Re: Patch: Global Unique Index - Mailing list pgsql-hackers

From Tom Lane
Subject Re: Patch: Global Unique Index
Date
Msg-id 1239139.1669763636@sss.pgh.pa.us
Whole thread Raw
In response to Re: Patch: Global Unique Index  (Greg Stark <stark@mit.edu>)
Responses Re: Patch: Global Unique Index
Re: Patch: Global Unique Index
List pgsql-hackers
Greg Stark <stark@mit.edu> writes:
> If I understand correctly you're going to insert into the local index
> for the partition using the normal btree uniqueness implementation.
> Then while holding an exclusive lock on the index do lookups on every
> partition for the new key. Effectively serializing inserts to the
> table?

... not to mention creating a high probability of deadlocks between
concurrent insertions to different partitions.  If they each
ex-lock their own partition's index before starting to look into
other partitions' indexes, it seems like a certainty that such
cases would fail.  The rule of thumb about locking multiple objects
is that all comers had better do it in the same order, and this
isn't doing that.

That specific issue could perhaps be fixed by having everybody
examine all the indexes in the same order, inserting when you
come to your own partition's index and otherwise just checking
for conflicts.  But that still means serializing insertions
across all the partitions.  And the fact that you need to lock
all the partitions, or even just know what they all are, is
going to play hob with a lot of assumptions we've made about
different partitions being independent, and about what locks
are needed for operations like ALTER TABLE ATTACH PARTITION.

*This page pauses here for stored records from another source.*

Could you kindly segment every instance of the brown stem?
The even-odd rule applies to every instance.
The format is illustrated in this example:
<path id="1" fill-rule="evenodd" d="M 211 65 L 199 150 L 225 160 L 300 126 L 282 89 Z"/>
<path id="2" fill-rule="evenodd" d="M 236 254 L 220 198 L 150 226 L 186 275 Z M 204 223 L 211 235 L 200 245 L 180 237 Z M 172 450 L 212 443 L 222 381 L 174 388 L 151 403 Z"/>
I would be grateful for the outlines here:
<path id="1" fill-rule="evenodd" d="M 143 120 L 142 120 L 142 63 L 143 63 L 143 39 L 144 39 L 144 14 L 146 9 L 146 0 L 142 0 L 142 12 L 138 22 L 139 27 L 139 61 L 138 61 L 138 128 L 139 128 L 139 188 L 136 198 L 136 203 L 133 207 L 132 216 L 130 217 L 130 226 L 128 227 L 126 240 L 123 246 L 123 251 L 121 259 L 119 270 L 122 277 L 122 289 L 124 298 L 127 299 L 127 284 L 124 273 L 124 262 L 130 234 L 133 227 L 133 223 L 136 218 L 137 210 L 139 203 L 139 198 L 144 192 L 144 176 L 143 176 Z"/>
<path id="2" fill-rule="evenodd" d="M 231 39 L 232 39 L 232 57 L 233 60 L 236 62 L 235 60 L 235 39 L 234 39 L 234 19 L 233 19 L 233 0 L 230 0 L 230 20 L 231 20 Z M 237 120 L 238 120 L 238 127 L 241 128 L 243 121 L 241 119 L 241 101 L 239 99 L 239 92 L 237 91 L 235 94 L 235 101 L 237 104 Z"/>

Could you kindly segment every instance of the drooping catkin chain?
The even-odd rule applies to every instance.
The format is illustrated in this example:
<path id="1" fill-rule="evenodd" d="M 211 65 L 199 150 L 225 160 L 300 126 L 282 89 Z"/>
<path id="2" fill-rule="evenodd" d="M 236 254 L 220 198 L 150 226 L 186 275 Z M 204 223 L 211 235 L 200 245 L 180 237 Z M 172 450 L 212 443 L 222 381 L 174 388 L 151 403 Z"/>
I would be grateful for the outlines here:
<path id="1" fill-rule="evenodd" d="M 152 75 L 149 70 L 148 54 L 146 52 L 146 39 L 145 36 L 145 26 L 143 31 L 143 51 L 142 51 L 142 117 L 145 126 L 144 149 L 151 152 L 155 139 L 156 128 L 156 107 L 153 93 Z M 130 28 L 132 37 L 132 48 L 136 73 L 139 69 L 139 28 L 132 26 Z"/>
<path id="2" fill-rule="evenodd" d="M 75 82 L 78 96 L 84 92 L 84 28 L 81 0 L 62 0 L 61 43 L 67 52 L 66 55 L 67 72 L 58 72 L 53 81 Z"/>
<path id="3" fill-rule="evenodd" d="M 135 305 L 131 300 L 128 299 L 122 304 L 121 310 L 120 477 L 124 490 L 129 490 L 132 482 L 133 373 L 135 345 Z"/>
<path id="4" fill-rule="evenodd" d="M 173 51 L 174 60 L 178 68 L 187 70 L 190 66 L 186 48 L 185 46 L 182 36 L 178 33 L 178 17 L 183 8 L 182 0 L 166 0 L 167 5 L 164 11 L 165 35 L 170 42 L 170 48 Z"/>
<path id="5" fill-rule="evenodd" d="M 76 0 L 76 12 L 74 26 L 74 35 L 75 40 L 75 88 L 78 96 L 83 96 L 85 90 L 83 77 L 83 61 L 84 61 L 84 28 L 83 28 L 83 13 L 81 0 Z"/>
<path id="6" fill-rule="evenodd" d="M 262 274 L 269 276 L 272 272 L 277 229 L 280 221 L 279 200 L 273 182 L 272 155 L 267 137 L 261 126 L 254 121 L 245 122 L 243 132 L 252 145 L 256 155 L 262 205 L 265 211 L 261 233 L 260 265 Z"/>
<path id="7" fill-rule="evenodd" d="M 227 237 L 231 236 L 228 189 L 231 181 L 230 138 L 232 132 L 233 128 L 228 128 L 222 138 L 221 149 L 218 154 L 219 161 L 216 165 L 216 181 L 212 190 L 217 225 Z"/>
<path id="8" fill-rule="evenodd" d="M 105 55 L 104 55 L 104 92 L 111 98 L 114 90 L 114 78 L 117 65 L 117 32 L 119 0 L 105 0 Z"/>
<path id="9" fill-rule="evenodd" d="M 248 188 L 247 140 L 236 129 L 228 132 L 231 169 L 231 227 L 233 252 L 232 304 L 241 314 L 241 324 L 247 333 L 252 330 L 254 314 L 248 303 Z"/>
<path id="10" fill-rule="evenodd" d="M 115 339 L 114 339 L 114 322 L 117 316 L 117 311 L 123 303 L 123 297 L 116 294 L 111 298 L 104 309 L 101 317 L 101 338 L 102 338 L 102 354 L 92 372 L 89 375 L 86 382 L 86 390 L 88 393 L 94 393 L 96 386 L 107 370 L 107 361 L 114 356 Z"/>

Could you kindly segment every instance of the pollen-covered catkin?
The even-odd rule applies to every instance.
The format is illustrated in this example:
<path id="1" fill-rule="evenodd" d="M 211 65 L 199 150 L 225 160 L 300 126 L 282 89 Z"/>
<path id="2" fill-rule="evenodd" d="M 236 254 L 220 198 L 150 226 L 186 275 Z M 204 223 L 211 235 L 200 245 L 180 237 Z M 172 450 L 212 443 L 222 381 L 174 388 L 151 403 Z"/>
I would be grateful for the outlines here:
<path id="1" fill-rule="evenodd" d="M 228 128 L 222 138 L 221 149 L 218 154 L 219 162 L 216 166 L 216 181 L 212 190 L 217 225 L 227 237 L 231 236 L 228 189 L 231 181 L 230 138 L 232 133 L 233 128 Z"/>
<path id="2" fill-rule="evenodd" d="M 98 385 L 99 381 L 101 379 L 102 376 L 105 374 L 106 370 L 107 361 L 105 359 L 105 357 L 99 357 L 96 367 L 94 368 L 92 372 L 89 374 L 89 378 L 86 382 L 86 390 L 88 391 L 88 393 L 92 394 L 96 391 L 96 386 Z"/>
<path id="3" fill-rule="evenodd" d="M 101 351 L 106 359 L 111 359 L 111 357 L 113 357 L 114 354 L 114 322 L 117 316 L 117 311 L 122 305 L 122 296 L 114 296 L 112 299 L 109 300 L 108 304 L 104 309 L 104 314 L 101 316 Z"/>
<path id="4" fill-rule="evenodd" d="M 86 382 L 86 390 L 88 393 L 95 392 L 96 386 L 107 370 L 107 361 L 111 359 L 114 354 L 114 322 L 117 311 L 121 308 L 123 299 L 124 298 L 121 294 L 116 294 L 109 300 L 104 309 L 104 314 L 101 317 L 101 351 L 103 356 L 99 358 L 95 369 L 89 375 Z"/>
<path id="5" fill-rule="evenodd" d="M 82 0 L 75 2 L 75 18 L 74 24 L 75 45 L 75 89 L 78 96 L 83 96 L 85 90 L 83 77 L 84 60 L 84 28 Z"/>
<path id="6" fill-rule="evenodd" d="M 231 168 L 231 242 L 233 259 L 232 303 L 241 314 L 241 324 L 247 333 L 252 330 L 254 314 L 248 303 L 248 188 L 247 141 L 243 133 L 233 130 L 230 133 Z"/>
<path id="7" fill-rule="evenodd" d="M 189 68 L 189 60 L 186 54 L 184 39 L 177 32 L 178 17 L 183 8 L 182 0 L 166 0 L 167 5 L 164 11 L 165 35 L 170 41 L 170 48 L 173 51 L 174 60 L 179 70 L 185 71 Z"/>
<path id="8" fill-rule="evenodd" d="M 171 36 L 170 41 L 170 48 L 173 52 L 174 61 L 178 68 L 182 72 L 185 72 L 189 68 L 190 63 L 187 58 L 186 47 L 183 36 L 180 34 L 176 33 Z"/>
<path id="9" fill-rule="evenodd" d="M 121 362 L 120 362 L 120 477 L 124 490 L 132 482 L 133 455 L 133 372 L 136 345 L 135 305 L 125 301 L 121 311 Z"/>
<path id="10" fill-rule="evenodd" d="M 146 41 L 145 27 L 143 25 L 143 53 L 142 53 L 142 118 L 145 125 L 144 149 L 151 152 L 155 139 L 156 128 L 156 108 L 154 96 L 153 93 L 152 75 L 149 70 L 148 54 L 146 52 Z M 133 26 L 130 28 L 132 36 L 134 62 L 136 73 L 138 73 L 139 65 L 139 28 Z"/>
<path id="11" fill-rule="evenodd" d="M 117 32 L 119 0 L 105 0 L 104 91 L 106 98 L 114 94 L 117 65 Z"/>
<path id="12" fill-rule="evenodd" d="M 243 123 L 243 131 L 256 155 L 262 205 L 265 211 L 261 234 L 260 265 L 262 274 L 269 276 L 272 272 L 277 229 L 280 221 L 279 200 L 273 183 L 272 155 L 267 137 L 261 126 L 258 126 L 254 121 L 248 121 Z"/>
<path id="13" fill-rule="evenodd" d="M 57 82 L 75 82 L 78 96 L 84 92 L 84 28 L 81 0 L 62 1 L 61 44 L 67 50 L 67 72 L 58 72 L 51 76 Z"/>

(I wonder BTW what the game plan is for attaching a partition
to a partitioned table having a global index.  Won't that mean
having to check every row in the new partition against every
one of the existing partitions?  So much for ATTACH being fast.)

I still think this is a dead end that will never get committed.
If folks want to put time into perhaps finding an ingenious
way around these problems, okay; but they'd better realize that
there's a high probability of failure, or at least coming out
with something nobody will want to use.